Enviado Especial/Caracas - Duas preocupações principais pairam sobre as eleições parlamentares marcadas para 6 de dezembro, que devem definir os 167 deputados da Assembleia Nacional da Venezuela, a sede unicameral do Legislativo do país: a falta de observação internacional oficial e o redesenho dos distritos eleitorais que o governo chavista vem empreendendo nos últimos meses.
Pressionado por uma profunda crise econômica, na qual a inflação anual ameaça romper a barreira dos 300%, o grave desabastecimento de bens e produtos essenciais nas prateleiras dos supermercados e um dos mais altos índices de criminalidade do mundo, o regime de Nicolás Maduro – herdeiro político de Hugo Chávez – amarga uma rejeição crescente, de acordo com a maior parte das pesquisas feitas na Venezuela.
Caso esses levantamentos se confirmem nos resultados das urnas, o chavismo perderá o controle do Legislativo pela primeira vez desde a promulgação da Constituição de 1999. A maioria confortável conquistada nas últimas três eleições permitiram que Chávez e Maduro obtivessem, por exemplo, autorizações para governar por decretos, sob o instrumento constitucional das Leis Habilitantes.
Em geral, as empresas de pesquisas – cuja confiabilidade o governo põe em dúvida – indicam que entre 60% e 65% dos eleitores estão inclinados a votar nos candidatos da oposicionista Mesa da Unidade Democrática (MUD).
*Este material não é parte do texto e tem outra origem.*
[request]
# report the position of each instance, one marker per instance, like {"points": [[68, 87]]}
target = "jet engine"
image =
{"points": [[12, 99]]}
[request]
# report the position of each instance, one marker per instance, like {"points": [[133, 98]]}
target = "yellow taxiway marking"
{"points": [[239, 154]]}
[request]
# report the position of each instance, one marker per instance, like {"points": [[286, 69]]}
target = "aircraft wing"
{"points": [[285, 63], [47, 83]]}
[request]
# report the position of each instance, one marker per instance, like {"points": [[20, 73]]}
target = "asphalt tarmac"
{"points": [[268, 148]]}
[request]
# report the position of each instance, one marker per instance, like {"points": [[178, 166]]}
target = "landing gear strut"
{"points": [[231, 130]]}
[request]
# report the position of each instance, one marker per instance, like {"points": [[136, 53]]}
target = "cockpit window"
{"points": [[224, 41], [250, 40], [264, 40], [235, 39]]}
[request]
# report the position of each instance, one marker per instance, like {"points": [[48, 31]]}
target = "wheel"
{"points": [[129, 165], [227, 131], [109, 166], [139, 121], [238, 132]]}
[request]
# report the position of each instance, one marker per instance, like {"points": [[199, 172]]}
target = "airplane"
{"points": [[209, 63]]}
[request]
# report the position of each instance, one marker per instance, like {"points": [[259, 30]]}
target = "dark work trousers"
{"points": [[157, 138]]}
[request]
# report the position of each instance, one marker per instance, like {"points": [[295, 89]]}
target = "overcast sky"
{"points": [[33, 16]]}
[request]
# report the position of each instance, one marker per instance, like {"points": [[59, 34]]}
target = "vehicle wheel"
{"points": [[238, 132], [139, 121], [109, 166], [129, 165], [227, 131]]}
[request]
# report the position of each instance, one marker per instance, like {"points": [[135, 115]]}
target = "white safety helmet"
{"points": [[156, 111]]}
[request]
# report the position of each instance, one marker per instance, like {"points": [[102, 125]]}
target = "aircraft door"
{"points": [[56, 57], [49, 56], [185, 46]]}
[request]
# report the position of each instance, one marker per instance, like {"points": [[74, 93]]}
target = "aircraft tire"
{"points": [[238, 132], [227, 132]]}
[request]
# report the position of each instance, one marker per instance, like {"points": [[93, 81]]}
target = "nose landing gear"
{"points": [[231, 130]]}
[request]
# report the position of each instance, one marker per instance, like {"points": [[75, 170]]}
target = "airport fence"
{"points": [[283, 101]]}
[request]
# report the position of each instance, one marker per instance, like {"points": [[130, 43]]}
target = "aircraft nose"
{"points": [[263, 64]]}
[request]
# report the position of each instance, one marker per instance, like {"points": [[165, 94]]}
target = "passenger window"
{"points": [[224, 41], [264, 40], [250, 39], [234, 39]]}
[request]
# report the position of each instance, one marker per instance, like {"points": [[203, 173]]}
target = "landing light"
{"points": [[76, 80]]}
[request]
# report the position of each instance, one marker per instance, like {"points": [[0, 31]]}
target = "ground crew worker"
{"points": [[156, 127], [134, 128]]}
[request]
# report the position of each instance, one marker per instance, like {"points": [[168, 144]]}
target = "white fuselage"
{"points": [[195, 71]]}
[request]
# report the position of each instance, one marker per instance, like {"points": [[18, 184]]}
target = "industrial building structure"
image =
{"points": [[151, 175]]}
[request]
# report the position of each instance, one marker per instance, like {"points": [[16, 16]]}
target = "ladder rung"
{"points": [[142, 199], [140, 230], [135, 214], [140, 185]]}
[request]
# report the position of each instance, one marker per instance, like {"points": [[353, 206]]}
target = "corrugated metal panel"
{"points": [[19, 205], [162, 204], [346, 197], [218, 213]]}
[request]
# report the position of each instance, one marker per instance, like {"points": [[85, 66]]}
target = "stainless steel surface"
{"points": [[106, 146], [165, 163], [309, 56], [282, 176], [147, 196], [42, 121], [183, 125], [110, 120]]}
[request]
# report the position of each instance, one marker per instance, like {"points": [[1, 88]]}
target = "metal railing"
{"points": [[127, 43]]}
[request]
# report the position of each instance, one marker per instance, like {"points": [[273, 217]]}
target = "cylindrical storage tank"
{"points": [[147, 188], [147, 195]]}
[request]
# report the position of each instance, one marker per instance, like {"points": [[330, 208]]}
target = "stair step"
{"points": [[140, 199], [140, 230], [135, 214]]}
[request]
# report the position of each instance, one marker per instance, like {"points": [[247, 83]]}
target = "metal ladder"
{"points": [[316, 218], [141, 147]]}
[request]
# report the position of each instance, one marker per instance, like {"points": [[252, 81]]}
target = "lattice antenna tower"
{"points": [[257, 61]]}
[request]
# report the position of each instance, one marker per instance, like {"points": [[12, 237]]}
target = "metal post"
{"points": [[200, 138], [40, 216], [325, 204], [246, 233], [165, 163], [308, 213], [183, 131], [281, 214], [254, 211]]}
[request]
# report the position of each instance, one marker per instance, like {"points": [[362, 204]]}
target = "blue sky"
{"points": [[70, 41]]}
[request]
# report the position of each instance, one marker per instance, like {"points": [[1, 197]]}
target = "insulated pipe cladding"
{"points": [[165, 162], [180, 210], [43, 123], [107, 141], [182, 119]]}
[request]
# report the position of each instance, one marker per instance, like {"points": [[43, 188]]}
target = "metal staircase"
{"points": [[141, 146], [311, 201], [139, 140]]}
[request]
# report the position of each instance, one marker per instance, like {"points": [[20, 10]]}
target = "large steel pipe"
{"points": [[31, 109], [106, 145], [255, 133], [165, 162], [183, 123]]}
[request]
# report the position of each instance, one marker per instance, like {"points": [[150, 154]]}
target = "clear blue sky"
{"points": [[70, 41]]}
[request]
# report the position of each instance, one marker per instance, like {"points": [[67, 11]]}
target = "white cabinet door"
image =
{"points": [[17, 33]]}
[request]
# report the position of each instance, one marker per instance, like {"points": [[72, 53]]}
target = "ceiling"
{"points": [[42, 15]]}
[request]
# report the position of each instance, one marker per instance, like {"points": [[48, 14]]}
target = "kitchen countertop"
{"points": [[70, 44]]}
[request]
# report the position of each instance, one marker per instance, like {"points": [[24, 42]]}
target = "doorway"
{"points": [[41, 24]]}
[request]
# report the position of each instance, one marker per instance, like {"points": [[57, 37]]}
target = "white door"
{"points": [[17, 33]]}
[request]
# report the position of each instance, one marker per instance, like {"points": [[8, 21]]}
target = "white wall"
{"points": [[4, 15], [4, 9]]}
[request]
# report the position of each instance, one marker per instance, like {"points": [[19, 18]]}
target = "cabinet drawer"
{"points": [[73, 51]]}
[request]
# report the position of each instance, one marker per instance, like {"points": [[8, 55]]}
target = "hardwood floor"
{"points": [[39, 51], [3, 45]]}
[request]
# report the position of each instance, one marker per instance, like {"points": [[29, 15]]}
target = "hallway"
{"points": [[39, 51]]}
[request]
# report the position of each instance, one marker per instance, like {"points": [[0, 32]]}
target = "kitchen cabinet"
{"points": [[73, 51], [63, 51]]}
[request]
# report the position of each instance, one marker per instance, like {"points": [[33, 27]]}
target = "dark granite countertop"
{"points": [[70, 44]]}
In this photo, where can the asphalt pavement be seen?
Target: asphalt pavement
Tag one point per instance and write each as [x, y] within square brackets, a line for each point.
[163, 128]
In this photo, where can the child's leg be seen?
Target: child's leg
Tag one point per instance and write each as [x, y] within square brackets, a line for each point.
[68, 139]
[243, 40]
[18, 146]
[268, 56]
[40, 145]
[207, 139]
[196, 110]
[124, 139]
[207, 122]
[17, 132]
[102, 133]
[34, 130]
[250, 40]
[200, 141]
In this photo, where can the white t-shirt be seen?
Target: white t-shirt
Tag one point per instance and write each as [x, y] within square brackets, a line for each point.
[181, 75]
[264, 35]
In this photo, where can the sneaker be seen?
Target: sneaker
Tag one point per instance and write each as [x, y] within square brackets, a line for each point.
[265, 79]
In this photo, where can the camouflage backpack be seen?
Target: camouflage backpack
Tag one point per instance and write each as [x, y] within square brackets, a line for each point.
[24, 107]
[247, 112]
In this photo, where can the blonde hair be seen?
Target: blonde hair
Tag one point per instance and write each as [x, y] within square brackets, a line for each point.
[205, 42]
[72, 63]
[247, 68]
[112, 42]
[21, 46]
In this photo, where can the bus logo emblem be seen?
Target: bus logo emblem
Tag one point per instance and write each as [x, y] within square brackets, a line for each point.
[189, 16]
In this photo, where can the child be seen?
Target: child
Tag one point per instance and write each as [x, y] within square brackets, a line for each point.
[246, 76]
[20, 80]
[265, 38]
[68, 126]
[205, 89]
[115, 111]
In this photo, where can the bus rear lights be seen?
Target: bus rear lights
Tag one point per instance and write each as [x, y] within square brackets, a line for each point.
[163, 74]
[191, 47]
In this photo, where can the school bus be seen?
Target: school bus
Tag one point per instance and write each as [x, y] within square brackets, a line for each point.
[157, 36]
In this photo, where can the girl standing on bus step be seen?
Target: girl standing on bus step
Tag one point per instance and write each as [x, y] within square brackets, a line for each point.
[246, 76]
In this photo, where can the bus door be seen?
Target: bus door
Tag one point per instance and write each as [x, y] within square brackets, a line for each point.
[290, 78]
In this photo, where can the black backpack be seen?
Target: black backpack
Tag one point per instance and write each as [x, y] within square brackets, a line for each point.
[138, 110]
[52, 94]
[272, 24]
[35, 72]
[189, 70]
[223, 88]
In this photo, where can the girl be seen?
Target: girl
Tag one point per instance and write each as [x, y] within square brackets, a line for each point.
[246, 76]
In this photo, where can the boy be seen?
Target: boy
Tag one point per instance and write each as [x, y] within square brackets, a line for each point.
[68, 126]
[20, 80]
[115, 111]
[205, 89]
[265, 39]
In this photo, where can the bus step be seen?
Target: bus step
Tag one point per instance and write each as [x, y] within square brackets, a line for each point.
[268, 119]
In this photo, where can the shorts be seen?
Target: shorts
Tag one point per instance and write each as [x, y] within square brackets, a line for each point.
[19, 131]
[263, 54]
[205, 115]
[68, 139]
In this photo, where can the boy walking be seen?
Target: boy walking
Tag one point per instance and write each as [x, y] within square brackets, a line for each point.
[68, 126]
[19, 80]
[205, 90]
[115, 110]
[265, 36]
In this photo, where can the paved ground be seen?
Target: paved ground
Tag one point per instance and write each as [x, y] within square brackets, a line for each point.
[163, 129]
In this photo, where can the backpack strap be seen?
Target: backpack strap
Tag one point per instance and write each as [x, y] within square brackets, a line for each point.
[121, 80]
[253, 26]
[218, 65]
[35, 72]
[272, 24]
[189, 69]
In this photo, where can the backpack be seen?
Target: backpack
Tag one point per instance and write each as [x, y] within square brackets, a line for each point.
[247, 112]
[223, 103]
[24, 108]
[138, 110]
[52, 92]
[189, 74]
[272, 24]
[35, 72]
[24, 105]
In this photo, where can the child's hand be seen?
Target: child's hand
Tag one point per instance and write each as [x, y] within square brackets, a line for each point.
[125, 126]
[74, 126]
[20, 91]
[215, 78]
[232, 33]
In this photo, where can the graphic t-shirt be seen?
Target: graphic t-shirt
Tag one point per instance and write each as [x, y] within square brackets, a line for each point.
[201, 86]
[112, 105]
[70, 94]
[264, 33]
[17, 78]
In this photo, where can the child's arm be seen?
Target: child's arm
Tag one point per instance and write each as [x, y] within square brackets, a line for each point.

Na última eleição do país, em abril de 2013, logo depois da morte de Chávez, o candidato presidencial da MUD, Henrique Capriles, esteve a menos de 1 ponto porcentual da vitória. Mesmo em meio à comoção causada pelo desaparecimento do líder bolivariano, 40 dias antes, Maduro se elegeu com escassos 50,61% dos votos.
A eleição parlamentar, no entanto, é disputada em distritos. Assim, obter o maior número de votos em termos nacionais não assegura a vitória.
“O Conselho Nacional Eleitoral (CNE, principal órgão eleitoral do país, que constitui um Poder à parte na estrutura da República) continua mantendo uma face institucional e segue com seu cronograma, mas a arbitrariedade e o voluntarismo é o mesmo das outras eleições”, declarou ao Estado a ex-presidente do Tribunal Supremo de Justiça (1996-2000) Cecilia Sosa.
“O CNE disse não à obervação eleitoral independente de maneira contundente e o Registro Eleitoral tem movimentos não habituais para alcançar, segundo dados, 1,2 milhão de pessoas, 6,1% do total de votantes, realocados em Estados, municípios e distritos eleitorais no interior de redutos governistas.”
Suspeitas. Na prática, o mapa eleitoral ganha contornos que permitem, por exemplo, dividir distritos onde governistas têm mais votos e unificar aqueles onde a oposição é favorita. O governo se defende da acusação dos opositores com o argumento de que a Constituição prevê ajuste da geografia eleitoral de acordo com recenseamentos recentes.
“É preciso lembrar que eleições distritais como são as parlamentares sofrem grande influência da representatividade das forças políticas. O novo desenho criou 1.012 centros eleitorais, dos quais 673 estão localizados em comunas, edificações não concluídas da Misión Vivienda (o programa habitacional do governo chavista) e terrenos invadidos sob o controle do governista Partido Socialista Unido da Venezuela (PSUV)”, prosseguiu a jurista. “Outro fato nessas eleições é que a mutilação do registro tem como consequência que seis Estados que representam 52% dos eleitores elegem 64 deputados, enquanto 18 Estados, que abrangem os restantes 48%, elegerão mais de 100 parlamentares.”
As eleições de dezembro não terão qualquer observação independente. “À Venezuela, ninguém monitora”, declarou Maduro há três semanas ao rejeitar a oferta da União Europeia e da Organização dos Estados Americanos (OEA) para a observação do processo eleitoral.
Em declarações posteriores, o presidente deu a entender que aceitaria a observação da União de Nações Sul-Americanas (Unasul), que, no entanto, desperta a desconfiança da oposição. Principal observador de eleições anteriores, o Centro Carter anunciou no começo do mês que se retiraria da Venezuela para dedicar suas atividades “em nações onde o trabalho da entidade será mais útil”.
“Seria importante para todos os venezuelanos que uma organização como a OEA garantisse de maneira fidedigna o resultado eleitoral de modo a evitar qualquer conflito posterior”, declarou o secretário-geral da entidade regional, o ex-chanceler uruguaio Luis Almagro em entrevista à revista colombiana Semana. “Queremos que a próxima eleição na Venezuela não tenha as características das duas últimas, quando venezuelanos de ambos os lados morreram no período pós-eleitoral.”